Neste sentido, cirurgias, modificações, próteses, implantes garantem a formação de um novo nascimento, de uma identidade ostentada. Um “novo corpo” pode ser fabricado com dietas, regimes e exercícios. Quando o corpo passa a ser exibido e mostrado como uma mercadoria, ele é valorizado através da sua constante modificação e transformação. Posto em evidência, o corpo chama atenção.

A corrida é um modo de colocar o corpo como um “capital” , já que é colocada como um investimento para obter bem-estar corporal, perder peso e melhorar a disposição. E sem poder sair de casa, como investir no capital do corpo? Surgem então as corridas e treinamentos dentro de casa, de modo a não precisar sair, respeitando as regras de isolamento social. Grupos de corredores no Facebook bolam estratégias melhores para se preparar e manter o condicionamento físico.

Para Mauss (2003), a corrida possui magia e um jogo corporal. As técnicas do esporte envolvem posição do pé, respiração e resistência. Mas as técnicas de corrida podem mudar conforme as interações coletivas. Ele afirma que movimentos e técnicas podem ser alterados através da observação e da imitação, na chamada “Imitação Prestigiosa”. Para ele, nesse sentido, não há um “movimento natural”, e sim um assimilado através das técnicas.

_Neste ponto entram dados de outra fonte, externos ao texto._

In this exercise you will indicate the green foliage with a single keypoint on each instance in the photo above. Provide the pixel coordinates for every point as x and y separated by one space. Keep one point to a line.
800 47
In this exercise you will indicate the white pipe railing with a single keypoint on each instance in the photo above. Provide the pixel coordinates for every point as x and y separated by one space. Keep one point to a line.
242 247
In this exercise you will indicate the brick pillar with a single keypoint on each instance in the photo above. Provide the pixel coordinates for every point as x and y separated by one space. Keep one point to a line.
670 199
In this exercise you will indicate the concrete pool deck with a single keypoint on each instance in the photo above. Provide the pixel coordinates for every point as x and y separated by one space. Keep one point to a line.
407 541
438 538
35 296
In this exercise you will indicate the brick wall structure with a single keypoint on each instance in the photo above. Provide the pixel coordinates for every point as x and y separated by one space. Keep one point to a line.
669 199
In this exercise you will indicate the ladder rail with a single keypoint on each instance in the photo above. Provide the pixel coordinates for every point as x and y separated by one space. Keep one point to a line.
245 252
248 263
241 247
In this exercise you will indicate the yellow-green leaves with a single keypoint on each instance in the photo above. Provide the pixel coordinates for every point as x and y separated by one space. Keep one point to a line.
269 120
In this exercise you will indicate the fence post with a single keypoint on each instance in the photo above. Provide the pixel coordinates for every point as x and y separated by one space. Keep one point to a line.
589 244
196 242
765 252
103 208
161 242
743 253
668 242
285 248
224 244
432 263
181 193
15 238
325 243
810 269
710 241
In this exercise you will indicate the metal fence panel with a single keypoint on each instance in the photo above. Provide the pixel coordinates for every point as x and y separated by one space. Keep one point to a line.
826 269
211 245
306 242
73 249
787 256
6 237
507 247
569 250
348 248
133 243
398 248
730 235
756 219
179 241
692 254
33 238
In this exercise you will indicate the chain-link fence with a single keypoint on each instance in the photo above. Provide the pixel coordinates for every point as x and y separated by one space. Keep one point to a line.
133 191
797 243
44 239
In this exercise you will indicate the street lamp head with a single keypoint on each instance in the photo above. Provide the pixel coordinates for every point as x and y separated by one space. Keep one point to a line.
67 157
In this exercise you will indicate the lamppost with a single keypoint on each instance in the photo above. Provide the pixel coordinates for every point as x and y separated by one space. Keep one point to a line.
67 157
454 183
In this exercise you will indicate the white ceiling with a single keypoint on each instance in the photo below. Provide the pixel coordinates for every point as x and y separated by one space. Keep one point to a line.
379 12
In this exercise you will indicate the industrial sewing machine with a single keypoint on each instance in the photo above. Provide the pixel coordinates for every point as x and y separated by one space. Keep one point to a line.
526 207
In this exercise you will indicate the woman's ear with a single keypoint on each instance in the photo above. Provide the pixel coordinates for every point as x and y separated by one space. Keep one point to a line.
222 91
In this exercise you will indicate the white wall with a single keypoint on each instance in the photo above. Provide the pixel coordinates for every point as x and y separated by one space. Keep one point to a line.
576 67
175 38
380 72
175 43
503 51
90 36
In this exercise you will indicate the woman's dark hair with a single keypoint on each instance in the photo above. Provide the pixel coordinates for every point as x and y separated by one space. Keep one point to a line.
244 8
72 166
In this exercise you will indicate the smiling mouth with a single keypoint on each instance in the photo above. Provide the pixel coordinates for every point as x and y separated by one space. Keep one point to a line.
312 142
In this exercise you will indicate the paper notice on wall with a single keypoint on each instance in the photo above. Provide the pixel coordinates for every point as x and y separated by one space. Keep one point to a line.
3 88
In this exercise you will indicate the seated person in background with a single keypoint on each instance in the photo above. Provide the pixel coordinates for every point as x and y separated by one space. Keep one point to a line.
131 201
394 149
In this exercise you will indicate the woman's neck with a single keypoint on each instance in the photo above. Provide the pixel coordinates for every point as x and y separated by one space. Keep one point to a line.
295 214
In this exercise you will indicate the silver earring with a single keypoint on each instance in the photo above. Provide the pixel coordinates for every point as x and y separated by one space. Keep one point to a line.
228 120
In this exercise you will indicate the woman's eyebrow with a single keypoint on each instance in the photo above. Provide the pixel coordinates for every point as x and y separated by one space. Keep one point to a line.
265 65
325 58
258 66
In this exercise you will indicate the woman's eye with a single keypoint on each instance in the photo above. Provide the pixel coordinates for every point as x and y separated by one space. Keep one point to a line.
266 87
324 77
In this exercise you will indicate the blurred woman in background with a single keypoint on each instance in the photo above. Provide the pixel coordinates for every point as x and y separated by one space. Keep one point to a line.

Mauss exemplifica que a corrida mudou o estilo de passada a partir da imitação dos corredores profissionais de 1890.

Agora, com a corrida passando para o ambiente interno e não externo da cidade, as imitações surgem dos grupos de referência, como no caso do Adidas Runners Rio de Janeiro. Com cerca de 58 mil inscritos, a Adidas vem publicando em sua página uma série de treinamentos e condicionamentos para serem feitos em casa.

Imagem 1 – Programação de exercícios para serem feitos em casa. Fonte: Adidas Runners.

As lives trazem o aprendizado e a “imitação prestigiosa” e permitem a magia da corrida e as interações coletivas entre corredores.

Imagem 2 – “Educativos de corrida”. Fonte: Adidas Runners.

Ao mesmo tempo, indicam técnicas “corretas”, como Mauss pontua. Envolvem posição do pé, respiração e resistência, como mostra a segunda imagem, que oferece “educativos de corrida”, movimentos a serem assimilados.

O importante é administrar o corpo, como ressalta Le Breton. Afinal, o corpo não pode parar.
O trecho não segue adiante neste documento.